In response to the industry's call, SMC offers wireless technology for robotic applications that enables gripper communication over Wi-Fi, resulting in weight reduction and faster installation through reduced wiring.
The next step is the introduction of intelligent technologies that combine flexible and fast format changes with high cycle rates and low life cycle costs.
3. Reduce costs by optimizing energy efficiency
Food factories are energy intensive; they account for 19% of the energy consumption of the entire manufacturing industry. The SMC Energy Saving Taskforce can analyze your system and help you achieve savings and efficiency gains.
The cost of improvement can vary, but the return on investment is often small. While air leaks are still a widespread issue, there are other air consumption priorities that can be critically assessed for which SMC offers a wide range of solutions: condition monitoring tools that provide information such as flow rate and pressure, Automatic Leak Detection System (ALDS), that offers leakage monitoring almost in real time, and a VEX stand-by valve that reduces air consumption during short stops or switches off during long stops.

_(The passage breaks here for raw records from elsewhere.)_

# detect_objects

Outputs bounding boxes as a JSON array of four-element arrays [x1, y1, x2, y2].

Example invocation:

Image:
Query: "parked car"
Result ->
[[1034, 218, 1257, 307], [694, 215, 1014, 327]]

4th Machine safety and hygiene
Safety and automation work hand in hand and safety valves are an integral part of our product range.
Although hygiene has always been a key issue, Covid-19 has driven the message home. Both machine builders and food companies need solutions that are easy to clean and reduce the risk of contamination.
SMC was founded 60 years ago and operates in 83 countries and employs 19,000 people worldwide. It has an R&D engineering team of 1,450 people and a 8,200 sales team who are experts in their fields and who work closely with SMC's customers.
In order to provide automation solutions for its diverse customer base, SMC offers more than 12,000 basic products with over 700,000 variants.
SMC is the world's leading pneumatics supplier and has been voted one of the most innovative global companies by the leading business magazine Forbes for three years in a row and is listed in FORBES Global 2000 as one of the world's largest public companies.